@bluegreen
> Well since you ask java doesnt' do deterministic finalization because [reasons]
>It's more complicated than you made out. Generational, Mark-sweep, compacting -- none of these can immediately pick up all dead objects. The only thing that can approach this is reference counting which has other problems (speed, overhead), and still can't make immediacy guarantees (consider cycles).
>More: <http://msdn.microsoft.com/hi-in/magazine/bb985010%28en-us%29.aspx>, look for "There are several reasons for this" for a summary, but this doesn't do justice. Conflating garbage collection and object finalisation was recognised as a bad idea back in the 80s by Modula 3's designers, but Java's creators were too witless to learn the lesson (like so many others they fail to learn), so Microsoft had to follow on and we all move backwards, again.
Agreed, more to it than meets the eye.
Re Actor, I've come across that before, but thank you for the link.
Re Design/Frameworks/language stuff,
I suppose my point is just that most errors security or otherwise are design flaws that can be eradicated if you want to throw enough time/money at the problem.
The MSDN link has a nice example on it, take this part when referring to c# finalizers vs c++ destructors "Don't let the identical syntax fool you." (this is a design flaw, two separate concepts that are easily conflated, with the same syntax)
Re Erlang/Concurrancy
It's more that there are messages buses like rabbitmq that do the heavy lifting, I'm know you can do the same thing in other languages but this works out of the box for my application needs YMMV.
Using a message broker e.g. rabbitmq, just makes the producers/consumers simpler to write, they aren't aware that erlang/rabbitmq is used.
nice. that aside, it's quite a balanced article, again ta for the link.
Re java pre-processor,
I made a crude attempt at this years ago (pre-java generics), using java as the output from a simple generation language that added explicit calls to allow *more deterministic* code.
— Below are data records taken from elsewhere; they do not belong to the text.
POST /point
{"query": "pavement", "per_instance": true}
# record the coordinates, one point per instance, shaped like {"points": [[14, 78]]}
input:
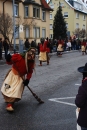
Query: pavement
{"points": [[3, 61]]}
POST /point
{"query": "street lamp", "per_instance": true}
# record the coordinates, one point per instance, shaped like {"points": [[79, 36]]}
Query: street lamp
{"points": [[14, 25]]}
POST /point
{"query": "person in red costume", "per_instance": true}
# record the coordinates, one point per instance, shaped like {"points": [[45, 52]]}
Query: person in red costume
{"points": [[44, 51], [18, 77]]}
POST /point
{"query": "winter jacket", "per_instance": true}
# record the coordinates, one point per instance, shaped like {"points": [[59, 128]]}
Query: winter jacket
{"points": [[81, 102]]}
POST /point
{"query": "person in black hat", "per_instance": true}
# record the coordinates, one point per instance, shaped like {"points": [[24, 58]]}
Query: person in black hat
{"points": [[18, 77], [81, 99]]}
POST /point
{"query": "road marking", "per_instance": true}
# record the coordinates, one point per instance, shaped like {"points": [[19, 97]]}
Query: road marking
{"points": [[62, 102]]}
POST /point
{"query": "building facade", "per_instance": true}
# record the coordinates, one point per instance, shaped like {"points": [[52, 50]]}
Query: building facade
{"points": [[74, 12], [31, 18]]}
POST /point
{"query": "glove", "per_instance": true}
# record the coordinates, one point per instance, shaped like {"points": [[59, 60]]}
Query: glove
{"points": [[26, 82], [8, 57]]}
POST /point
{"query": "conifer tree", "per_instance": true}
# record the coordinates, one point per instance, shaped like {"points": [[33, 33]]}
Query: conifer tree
{"points": [[59, 25]]}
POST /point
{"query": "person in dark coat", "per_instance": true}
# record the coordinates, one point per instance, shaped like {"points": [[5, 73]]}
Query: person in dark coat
{"points": [[0, 48], [6, 46], [27, 44], [81, 99]]}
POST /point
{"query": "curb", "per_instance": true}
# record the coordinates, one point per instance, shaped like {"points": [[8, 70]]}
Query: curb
{"points": [[2, 62]]}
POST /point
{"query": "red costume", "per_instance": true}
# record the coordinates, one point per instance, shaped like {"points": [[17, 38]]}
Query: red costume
{"points": [[13, 85]]}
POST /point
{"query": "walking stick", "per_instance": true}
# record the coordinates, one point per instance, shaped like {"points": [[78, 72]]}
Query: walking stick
{"points": [[37, 98]]}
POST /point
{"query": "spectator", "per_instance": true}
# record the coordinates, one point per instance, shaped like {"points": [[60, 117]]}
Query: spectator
{"points": [[0, 48], [50, 46], [73, 43], [6, 46], [27, 44]]}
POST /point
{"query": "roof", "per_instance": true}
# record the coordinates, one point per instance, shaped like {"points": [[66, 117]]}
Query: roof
{"points": [[45, 5], [31, 2]]}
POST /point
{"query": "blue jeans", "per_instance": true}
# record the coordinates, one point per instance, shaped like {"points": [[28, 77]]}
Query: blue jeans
{"points": [[83, 128]]}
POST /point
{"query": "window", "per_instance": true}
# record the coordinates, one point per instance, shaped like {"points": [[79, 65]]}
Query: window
{"points": [[51, 26], [16, 31], [77, 15], [83, 17], [83, 26], [36, 32], [66, 14], [77, 25], [16, 10], [43, 32], [26, 32], [50, 16], [36, 12], [26, 11], [43, 15]]}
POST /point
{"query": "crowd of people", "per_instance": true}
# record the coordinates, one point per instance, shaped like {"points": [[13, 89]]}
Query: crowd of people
{"points": [[58, 45], [23, 65]]}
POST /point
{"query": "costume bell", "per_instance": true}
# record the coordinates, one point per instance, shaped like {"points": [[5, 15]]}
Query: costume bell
{"points": [[18, 76]]}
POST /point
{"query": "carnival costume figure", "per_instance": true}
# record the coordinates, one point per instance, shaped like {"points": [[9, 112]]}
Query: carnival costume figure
{"points": [[18, 76], [44, 52], [60, 47]]}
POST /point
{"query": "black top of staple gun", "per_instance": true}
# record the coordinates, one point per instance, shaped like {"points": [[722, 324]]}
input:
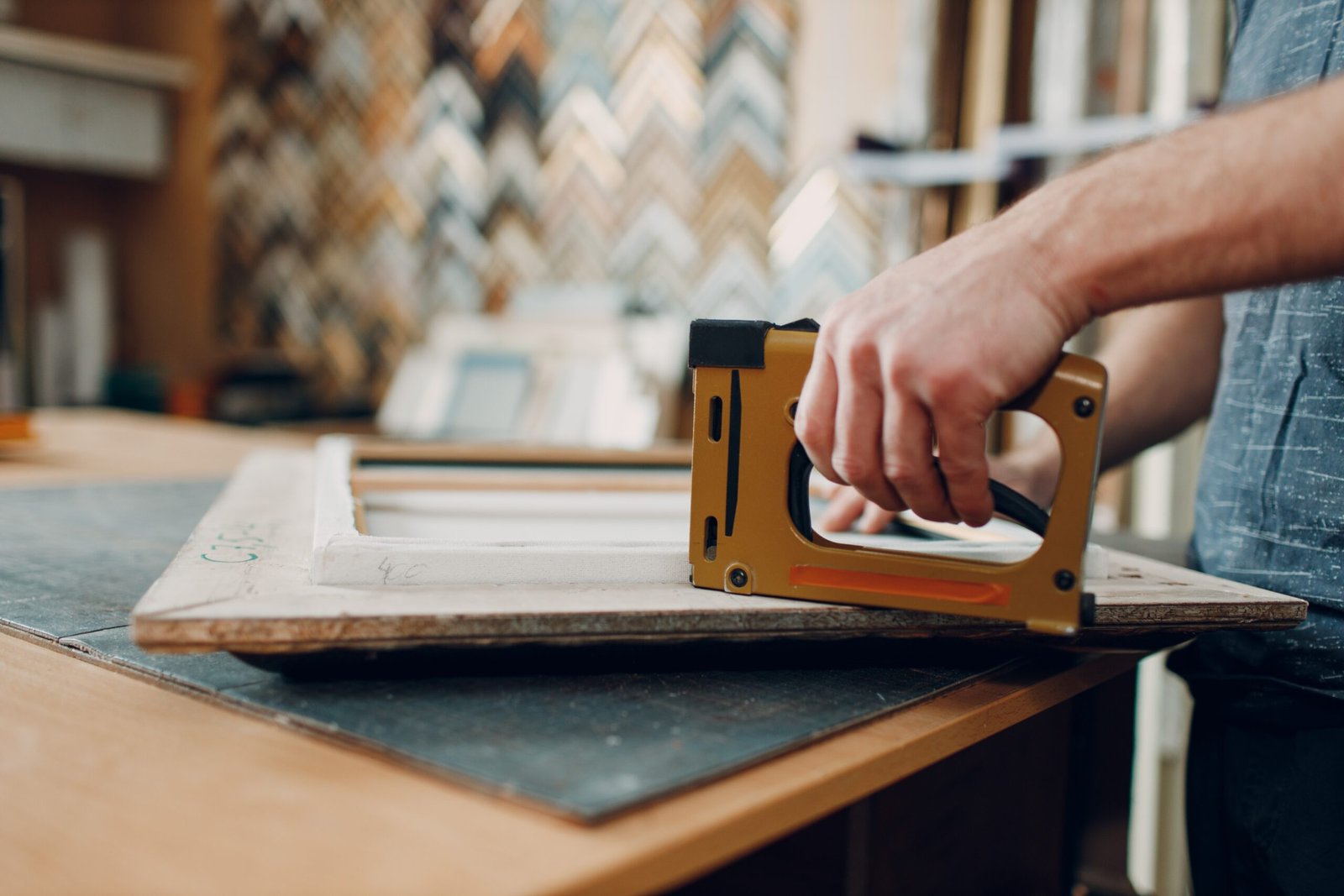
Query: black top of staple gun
{"points": [[737, 343]]}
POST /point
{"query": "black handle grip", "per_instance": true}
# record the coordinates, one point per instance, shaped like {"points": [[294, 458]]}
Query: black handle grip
{"points": [[1008, 503]]}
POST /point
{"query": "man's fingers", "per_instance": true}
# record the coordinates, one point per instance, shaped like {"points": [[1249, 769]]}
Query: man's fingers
{"points": [[875, 520], [961, 456], [907, 458], [857, 456], [815, 419], [844, 508]]}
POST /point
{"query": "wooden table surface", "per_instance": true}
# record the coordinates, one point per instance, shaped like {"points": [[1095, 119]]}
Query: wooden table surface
{"points": [[118, 785]]}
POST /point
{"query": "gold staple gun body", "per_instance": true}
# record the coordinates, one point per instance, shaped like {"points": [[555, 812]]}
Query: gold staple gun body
{"points": [[750, 517]]}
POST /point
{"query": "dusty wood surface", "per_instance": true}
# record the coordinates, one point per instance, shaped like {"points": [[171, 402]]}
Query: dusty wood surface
{"points": [[176, 794], [92, 445], [242, 584], [233, 804]]}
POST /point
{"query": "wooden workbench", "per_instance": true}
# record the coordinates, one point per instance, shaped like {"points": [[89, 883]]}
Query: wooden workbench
{"points": [[114, 783]]}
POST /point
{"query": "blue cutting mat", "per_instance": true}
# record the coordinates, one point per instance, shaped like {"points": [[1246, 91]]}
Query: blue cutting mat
{"points": [[586, 732]]}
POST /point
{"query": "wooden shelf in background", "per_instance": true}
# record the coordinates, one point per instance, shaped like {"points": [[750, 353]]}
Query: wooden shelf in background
{"points": [[94, 60]]}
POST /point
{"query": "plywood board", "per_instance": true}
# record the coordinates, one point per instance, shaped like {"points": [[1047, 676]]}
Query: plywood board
{"points": [[242, 584], [542, 526]]}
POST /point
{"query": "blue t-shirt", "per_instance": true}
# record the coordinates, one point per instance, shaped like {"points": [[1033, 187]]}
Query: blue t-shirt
{"points": [[1270, 500]]}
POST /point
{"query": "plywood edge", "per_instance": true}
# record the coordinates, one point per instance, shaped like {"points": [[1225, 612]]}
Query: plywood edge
{"points": [[335, 521]]}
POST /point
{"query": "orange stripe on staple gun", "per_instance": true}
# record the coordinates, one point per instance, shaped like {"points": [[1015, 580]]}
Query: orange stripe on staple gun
{"points": [[983, 593]]}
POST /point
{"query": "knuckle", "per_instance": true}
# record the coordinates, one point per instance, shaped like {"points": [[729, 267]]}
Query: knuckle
{"points": [[960, 469], [808, 429], [853, 469], [949, 387], [905, 479]]}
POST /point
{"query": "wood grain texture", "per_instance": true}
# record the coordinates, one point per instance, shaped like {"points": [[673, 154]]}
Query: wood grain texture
{"points": [[242, 584], [262, 809]]}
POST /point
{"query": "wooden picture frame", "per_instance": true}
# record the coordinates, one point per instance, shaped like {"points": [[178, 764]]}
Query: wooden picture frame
{"points": [[346, 553]]}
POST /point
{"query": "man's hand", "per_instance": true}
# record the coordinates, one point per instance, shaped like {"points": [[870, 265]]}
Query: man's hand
{"points": [[929, 349], [924, 355], [1032, 470]]}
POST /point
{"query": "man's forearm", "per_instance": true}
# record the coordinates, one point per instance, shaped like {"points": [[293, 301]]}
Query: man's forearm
{"points": [[1163, 369], [1163, 365], [1249, 197]]}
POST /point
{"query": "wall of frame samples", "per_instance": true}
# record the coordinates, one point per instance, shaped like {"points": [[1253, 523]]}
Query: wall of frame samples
{"points": [[381, 163]]}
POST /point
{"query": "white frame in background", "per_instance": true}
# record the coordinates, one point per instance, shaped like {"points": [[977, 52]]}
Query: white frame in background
{"points": [[346, 555]]}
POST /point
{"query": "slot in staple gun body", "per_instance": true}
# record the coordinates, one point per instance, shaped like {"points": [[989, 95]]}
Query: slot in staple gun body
{"points": [[750, 527]]}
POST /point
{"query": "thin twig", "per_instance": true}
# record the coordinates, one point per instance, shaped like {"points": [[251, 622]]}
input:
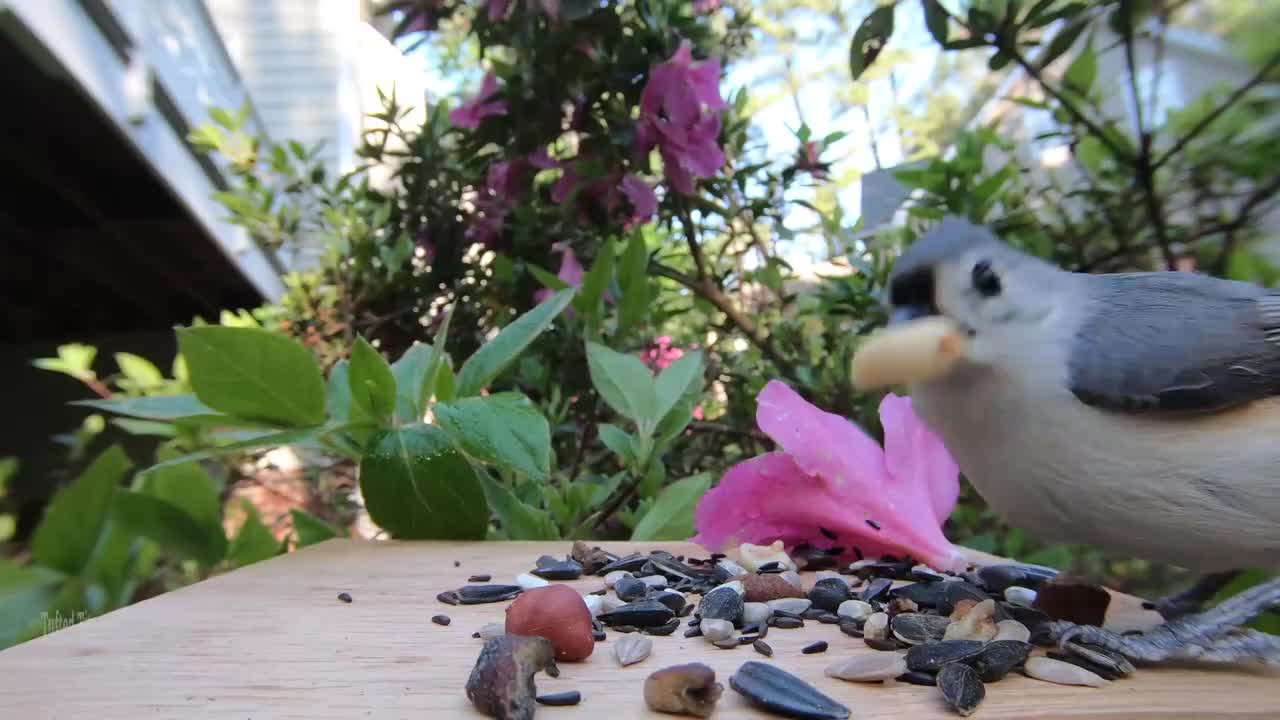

Generics replaced 95% of the benefit of my little tool, so I mothballed it. But using Java pre-processing is already here, I think (too lazy to verify) at least one of the google tools pre-processes some other language into java, and annotations while not preprocessing in the trad sense surely blur the line.
using C++ would work too.
> think peer nodes associations
this patent troll explains it quite well http://www.faqs.org/patents/app/20080307094
> 5) Strategies exist in languages with determinstic finalization e.g. allowing resource management to be implicitly bound to object lifetime with the language doing the work rather than the developer.
>I think you are thinking of C/C++ where object lifetimes are explicitly and sharply delimited by free() or implicitly by subroutine returns. It is reasonable, I suppose, to ask that Java provide some kind of equivalent to smart pointers so things happen automatically on subroutine returns, but there's not much you can do about other objects you intend to have longer lives. If you want deterministic deallocation for "local" variables, you have to wrap a try/finally around the routine body.
I was, and I accept that smart pointers won't solve everything.
> 6) A data point, there are plenty of garbage collectors for C/C++ yet GC is not that widely used for what ever reason, perhaps because of point five).
These are conservative garbage collectors (I'm sure wiki has an article. Read up on them and have nightmares) and they don't provide the behaviour you are asking for.
I know what they are, cheers.
> 7) These stategies are examples of designing out problems rather than coding round them, using say explicit calls to synchonization primitives like mutexes.
I don't know what you're saying that I have a tendency to build frameworks to hide grubby detail in the same way that you suggested wrapping realloc(), but typically on a bigger scale. I guess that's easy to say though.
That realloc bug is present in a decent proportion of C code from compilers to virtual machines, that's a pretty big R-O-I for ~15 line of code, that designs out the error rising from the disparity between how people percive realloc() and how it's specified by the C standard.
Exactly as C# finializer syntax reintroduces the "realloc bug" by virtue of the disparity between how people percive "~foo" in C# and how it's specified by the C# specification/standard.
Design Again:
For example when you enter a numeric value in an application ui/ (This is more about preventing cockups rather than malice)
1) you can enter a number into a text input field then validate
2) pick from pre-verified data e.g. valid numbers from drop down.
13)I don't think resource/memory management too big a deal,
then you're a better person than I.
I'll take your word for it ;) but I only meant that shared resource management problems are well documented and understood, distributed resource/concurrency access issues are less well understood.
> (re. erlang) I don't have memory leaks,
Hmm. Is that because Erlang has a garbage collector?
No, it's because it's implements the non-shared state concurrency model in a functional language which *has a garbage collector* :)
Pint, because I need one, why don't you join me in raising a glass.